Yes. Another issue: The author has been promoting GNU Parallel pretty heavily on many StackOverflow questions dealing with xargs or parallel execution, even when an additional tool is neither needed nor wanted (because it's a) not already installed, unlike xargs, and b) because of the aforementioned citation issue which I disagree with).

It's a great tool I'm sure, but I've been able to get by using just xargs, flock, etc., for most usecases.

leppr7y ago

Your criticism would be fair if FOSS authors were rightly conpensated for their work.

This isn't nearly the case, so until then blaming FOSS authors for some experimentations is just unwarranted.

bonoboTP7y ago

They can do experimentations and distribute their work through their channels then. But GNU tools (and FOSS by extension) are so popular because of their no-nonsense philosophy of here it is do with it whatever you want. Run it anywhere and any way you please.

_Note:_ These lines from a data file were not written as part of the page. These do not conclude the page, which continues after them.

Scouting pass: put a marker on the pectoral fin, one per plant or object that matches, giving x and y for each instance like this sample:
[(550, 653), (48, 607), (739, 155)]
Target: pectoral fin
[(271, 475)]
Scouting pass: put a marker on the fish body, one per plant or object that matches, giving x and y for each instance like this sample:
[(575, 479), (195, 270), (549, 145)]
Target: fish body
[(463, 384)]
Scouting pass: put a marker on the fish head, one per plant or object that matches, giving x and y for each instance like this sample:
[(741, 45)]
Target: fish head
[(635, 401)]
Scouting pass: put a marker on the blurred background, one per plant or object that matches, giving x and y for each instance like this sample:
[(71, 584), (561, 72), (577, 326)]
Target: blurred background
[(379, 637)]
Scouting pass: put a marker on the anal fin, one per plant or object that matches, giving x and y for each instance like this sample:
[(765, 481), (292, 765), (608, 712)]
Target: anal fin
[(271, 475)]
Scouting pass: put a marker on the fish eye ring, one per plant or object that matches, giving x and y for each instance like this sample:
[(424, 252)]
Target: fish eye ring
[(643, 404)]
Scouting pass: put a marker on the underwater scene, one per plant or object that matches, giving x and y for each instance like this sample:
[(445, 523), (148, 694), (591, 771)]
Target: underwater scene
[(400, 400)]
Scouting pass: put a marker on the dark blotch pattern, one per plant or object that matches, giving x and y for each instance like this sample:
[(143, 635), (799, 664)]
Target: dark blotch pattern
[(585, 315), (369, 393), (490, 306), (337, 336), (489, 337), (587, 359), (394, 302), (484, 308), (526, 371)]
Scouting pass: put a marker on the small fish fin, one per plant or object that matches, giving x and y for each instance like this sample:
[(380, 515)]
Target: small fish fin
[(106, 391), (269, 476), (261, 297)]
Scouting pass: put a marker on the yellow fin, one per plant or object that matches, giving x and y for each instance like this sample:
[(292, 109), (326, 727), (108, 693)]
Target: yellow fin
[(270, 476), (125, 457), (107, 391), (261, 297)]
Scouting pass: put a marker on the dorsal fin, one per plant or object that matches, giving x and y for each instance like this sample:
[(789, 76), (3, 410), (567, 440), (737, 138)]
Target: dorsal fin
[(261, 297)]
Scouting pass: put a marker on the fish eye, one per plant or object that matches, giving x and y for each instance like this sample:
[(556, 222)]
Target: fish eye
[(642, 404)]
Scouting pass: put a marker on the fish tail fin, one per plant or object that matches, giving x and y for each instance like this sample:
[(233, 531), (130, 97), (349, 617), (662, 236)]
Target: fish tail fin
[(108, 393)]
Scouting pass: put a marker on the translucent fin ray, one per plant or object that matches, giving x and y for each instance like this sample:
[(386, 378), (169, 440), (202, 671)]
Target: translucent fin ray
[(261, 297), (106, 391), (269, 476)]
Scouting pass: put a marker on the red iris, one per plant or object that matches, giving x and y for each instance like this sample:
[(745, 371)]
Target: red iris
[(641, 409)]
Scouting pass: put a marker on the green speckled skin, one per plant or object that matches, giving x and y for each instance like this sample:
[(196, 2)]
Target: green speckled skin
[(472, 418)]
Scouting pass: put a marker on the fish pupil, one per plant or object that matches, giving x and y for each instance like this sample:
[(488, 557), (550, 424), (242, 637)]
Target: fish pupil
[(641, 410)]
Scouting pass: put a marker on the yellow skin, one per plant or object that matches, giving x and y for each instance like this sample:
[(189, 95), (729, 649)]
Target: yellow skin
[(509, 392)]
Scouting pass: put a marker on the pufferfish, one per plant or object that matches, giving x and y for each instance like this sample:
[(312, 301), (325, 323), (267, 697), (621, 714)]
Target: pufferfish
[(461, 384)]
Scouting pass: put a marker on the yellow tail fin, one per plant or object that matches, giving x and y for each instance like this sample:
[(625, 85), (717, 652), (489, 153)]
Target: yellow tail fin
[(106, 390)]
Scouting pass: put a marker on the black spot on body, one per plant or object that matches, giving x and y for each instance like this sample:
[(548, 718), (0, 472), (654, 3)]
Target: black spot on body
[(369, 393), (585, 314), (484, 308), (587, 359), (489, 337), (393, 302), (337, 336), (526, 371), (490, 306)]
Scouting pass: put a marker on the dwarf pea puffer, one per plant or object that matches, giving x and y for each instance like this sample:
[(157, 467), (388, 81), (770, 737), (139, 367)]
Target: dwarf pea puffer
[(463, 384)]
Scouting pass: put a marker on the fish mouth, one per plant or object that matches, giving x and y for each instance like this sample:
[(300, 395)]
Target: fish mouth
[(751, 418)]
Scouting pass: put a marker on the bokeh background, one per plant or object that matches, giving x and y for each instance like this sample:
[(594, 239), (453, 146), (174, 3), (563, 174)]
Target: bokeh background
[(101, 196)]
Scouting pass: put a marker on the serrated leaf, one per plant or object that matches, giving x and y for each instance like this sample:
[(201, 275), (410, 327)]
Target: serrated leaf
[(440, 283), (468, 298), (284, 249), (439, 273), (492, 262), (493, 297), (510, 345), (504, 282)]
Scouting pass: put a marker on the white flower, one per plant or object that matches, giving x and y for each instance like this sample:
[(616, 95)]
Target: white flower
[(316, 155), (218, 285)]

Citing it or not is an issue of academic practice/considerations (whether its use was a significant part of the research etc.). Mandating it through nag messages is too much.

What's next? make will print ads while the compilation runs? GIMP will watermark my images if I don't pay 10K or promise to cite it if I make figures with for my paper?

So again, my main confusion is about how this can be an official GNU tool.

2 more replies

oids98d98s7y ago

Gooood who caaaaares.

They spent a lot of time and effort, and made a cool thing and gave it away for free. If it bothers you so much, just add the flag. Or patch it out.

oids98d98s7y ago

parent comment was deleted. the tldr was "how rude of them to do the licensing flag" thing

lelf7y ago

Don't use it if you don't like it. It's that simple.

mechanical_jane7y ago

Do you feel this is covered in the FAQ? http://git.savannah.gnu.org/cgit/parallel.git/plain/doc/cita...

musicale7y ago

The FAQ makes it worse:

"GNU Parallel is indirectly funded through citations. It is therefore important for the long term survival of GNU Parallel that it is cited. The citation notice makes users aware of this."

It's a bit like saying:

"Webkit is indirectly funded by iPhones. It is therefore important for the long term survival of Webkit that people purchase iPhones. The iPhone notice make users aware of this."

1 more reply

musicale7y ago

Beyond being supremely irritating, nagware is simply not scalable.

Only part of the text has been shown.